286. Walls and Gates

這題是 BFS 廣度優先搜索的題目，DFS 應該也可以做。

我一開始的做法是把 BFS 的邏輯抽出來寫如下，但是這樣做會超時，因為其實這樣做除了 BFS 的時間複雜度以外，其實重複的路徑會一直走。

class Solution:
    def wallsAndGates(self, rooms: List[List[int]]) -> None:
        """
        Do not return anything, modify rooms in-place instead.
        """  
        directions = [(1, 0), (-1, 0), (0, 1), (0, -1)]
        def bfs(row, col):
            queue = deque()
            queue.append((row, col))
            while queue:
                row, col = queue.popleft()
                for dr, dc in directions:
                    nr = row + dr
                    nc = col + dc
                    if 0 <= nr < rows and 0 <= nc < cols and rooms[nr][nc] > rooms[row][col]:
                        rooms[nr][nc] = rooms[row][col] + 1
                        queue.append((nr, nc))

        rows = len(rooms)
        cols = len(rooms[0])

        for row in range(rows):
            for col in range(cols):
                if rooms[row][col] == 0:
                    bfs(row, col)

不過其實這題稍微特別一點，可以把所有的出發地點都先放進去 queue ，同時一起探索，這樣的話速度會快很多。

class Solution:
    def wallsAndGates(self, rooms: List[List[int]]) -> None:
        """
        Do not return anything, modify rooms in-place instead.
        """  

        rows = len(rooms)
        cols = len(rooms[0])
        queue = deque()
        for row in range(rows):
            for col in range(cols):
                if rooms[row][col] == 0:
                    queue.append((row, col))

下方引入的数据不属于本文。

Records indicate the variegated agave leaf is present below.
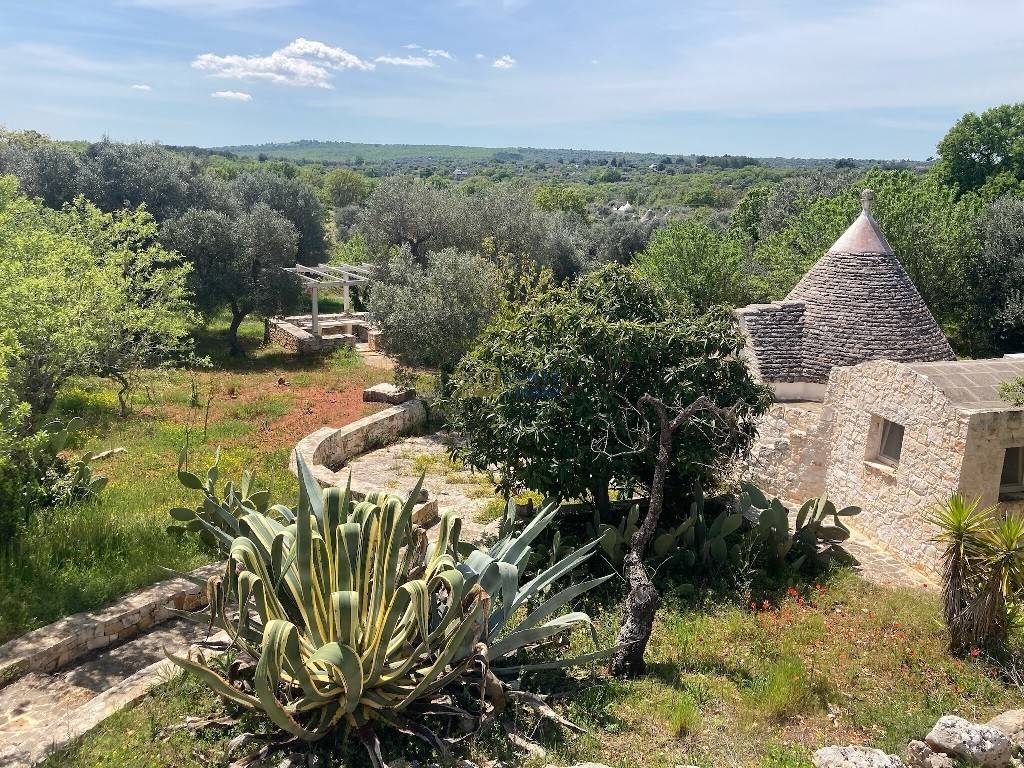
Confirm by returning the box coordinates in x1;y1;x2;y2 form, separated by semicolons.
171;458;487;740
170;457;608;759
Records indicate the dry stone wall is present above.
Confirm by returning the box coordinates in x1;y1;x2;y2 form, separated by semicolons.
289;399;427;487
825;360;969;570
741;402;830;502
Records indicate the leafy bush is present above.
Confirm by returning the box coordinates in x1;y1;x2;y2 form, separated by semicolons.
634;218;750;312
171;458;605;765
444;265;770;513
369;249;499;376
0;176;196;418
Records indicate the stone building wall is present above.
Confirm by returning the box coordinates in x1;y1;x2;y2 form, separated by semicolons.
825;360;970;571
741;402;830;502
959;410;1024;511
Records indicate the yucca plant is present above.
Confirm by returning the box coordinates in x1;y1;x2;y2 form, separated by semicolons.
929;494;995;653
966;514;1024;647
163;457;603;766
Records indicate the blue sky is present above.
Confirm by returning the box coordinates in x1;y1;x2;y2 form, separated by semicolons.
0;0;1024;159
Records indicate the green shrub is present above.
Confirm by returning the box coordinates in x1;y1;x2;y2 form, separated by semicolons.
443;265;770;523
931;494;1024;653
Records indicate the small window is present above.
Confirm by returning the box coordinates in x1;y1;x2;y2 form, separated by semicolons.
879;419;903;467
999;445;1024;496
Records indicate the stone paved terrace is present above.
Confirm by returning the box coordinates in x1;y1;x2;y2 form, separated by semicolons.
0;618;208;768
341;432;505;541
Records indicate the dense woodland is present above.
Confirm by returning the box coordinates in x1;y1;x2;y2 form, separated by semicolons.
6;104;1024;540
0;104;1024;766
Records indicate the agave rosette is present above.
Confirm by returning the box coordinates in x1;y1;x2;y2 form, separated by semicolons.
170;450;608;754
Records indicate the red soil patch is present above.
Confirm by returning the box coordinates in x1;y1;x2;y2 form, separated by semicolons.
256;383;384;449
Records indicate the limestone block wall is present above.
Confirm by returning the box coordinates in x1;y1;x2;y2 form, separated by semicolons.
0;563;223;684
265;317;365;355
959;410;1024;511
825;360;970;571
741;402;831;502
289;399;427;487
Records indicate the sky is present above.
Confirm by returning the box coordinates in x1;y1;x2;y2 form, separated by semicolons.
0;0;1024;159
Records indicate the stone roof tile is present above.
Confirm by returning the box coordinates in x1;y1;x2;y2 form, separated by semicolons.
737;190;953;382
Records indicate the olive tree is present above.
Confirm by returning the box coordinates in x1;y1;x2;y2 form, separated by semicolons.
369;248;499;388
445;265;770;513
231;171;328;265
324;168;370;208
0;176;195;417
161;203;299;354
968;197;1024;351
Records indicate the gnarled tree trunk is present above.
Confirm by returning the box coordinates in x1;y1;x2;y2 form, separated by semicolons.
611;394;732;677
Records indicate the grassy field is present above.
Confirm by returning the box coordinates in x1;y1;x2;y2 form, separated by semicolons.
37;571;1021;768
0;322;390;642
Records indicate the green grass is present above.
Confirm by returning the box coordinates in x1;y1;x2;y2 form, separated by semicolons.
41;572;1021;768
0;322;389;642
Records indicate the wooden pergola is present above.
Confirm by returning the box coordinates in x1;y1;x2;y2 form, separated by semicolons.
283;264;373;336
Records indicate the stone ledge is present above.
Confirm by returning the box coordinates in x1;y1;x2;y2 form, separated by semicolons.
288;399;427;487
0;630;230;768
0;563;222;686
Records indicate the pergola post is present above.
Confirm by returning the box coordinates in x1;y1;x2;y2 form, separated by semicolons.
309;283;319;338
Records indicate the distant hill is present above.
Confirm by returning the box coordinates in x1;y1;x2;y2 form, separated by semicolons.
212;139;897;173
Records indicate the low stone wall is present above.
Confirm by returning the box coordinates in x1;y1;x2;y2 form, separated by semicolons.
0;563;223;687
289;399;427;487
740;402;830;502
266;317;356;355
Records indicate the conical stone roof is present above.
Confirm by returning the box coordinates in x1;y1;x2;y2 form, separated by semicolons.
737;189;953;383
786;189;953;382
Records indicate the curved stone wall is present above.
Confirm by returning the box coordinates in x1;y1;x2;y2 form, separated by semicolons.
289;399;427;487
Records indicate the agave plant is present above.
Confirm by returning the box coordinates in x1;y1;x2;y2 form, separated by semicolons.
170;457;604;766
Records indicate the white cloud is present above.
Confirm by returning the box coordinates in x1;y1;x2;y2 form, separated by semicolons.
210;91;253;101
193;37;374;88
401;43;455;61
374;56;437;69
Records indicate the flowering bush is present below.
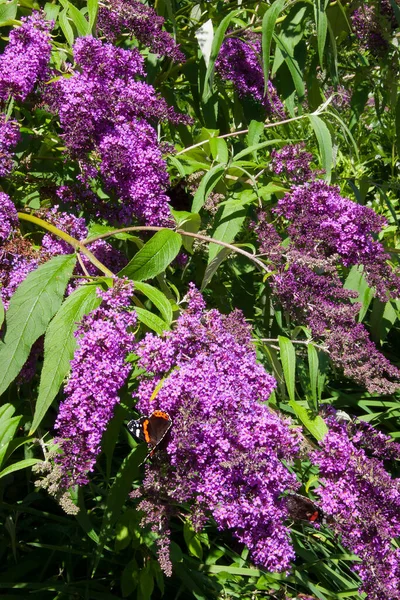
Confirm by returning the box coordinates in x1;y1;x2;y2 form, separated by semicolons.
0;0;400;600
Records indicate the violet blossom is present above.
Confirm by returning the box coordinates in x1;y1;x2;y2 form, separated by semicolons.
215;33;285;119
133;286;299;574
55;280;136;488
311;415;400;600
97;0;185;62
47;36;188;225
0;11;53;102
0;114;21;177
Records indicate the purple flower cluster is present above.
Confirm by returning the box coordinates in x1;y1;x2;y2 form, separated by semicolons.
0;114;21;177
255;181;400;394
0;192;18;242
215;33;285;119
136;286;299;571
0;11;53;102
311;415;400;600
55;280;136;488
42;206;127;276
97;0;185;62
276;180;400;301
351;0;397;56
271;142;317;183
48;37;187;225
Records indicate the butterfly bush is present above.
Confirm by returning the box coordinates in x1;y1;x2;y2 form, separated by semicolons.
97;0;185;62
270;142;316;183
311;414;400;600
55;280;136;489
0;11;53;102
351;0;398;56
47;36;188;225
255;181;400;394
134;286;299;574
0;114;21;177
215;33;285;119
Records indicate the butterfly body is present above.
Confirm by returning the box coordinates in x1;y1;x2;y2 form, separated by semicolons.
127;410;172;461
286;493;324;523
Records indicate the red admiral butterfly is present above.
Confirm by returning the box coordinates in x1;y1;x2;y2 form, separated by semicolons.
126;410;172;462
286;493;324;523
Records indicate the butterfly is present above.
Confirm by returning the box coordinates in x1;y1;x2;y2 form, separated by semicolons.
126;410;172;464
286;492;324;523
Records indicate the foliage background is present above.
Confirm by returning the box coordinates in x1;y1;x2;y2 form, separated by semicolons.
0;0;400;600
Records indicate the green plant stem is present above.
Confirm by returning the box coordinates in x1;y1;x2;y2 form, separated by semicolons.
175;113;304;156
80;225;270;273
18;212;115;277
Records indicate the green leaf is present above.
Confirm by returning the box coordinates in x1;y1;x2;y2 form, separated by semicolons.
314;0;328;68
93;448;141;575
261;0;285;94
139;563;154;600
0;415;22;467
200;248;231;291
118;229;182;281
0;458;43;479
234;138;291;162
58;8;75;47
135;281;172;325
171;209;201;252
308;115;333;182
29;285;101;435
202;9;240;102
208;205;246;264
0;298;5;329
60;0;91;37
183;521;203;560
135;306;169;335
87;0;99;34
0;0;18;27
274;34;306;98
209;137;229;164
121;558;139;598
289;400;328;441
307;344;319;411
278;335;296;401
0;254;76;395
192;164;226;213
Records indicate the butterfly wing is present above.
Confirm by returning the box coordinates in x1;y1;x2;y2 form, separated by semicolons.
286;494;322;523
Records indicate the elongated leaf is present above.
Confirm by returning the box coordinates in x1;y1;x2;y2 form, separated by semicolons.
315;0;328;68
60;0;90;36
274;34;305;98
261;0;285;95
234;139;291;162
0;458;43;479
192;164;226;213
135;281;172;325
308;115;333;181
93;448;143;574
278;335;296;401
202;9;240;102
87;0;99;34
136;306;169;335
58;8;75;47
307;344;319;411
289;400;328;441
201;248;231;291
0;0;18;27
0;254;76;395
208;206;246;264
29;285;101;435
118;229;182;281
0;415;22;467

        directions = [(1, 0), (-1, 0), (0, 1), (0, -1)]

        while queue:
            row, col = queue.popleft()
            for dr, dc in directions:
                nr = row + dr
                nc = col + dc
                if 0 <= nr < rows and 0 <= nc < cols and rooms[nr][nc] > rooms[row][col]:
                    rooms[nr][nc] = rooms[row][col] + 1
                    queue.append((nr, nc))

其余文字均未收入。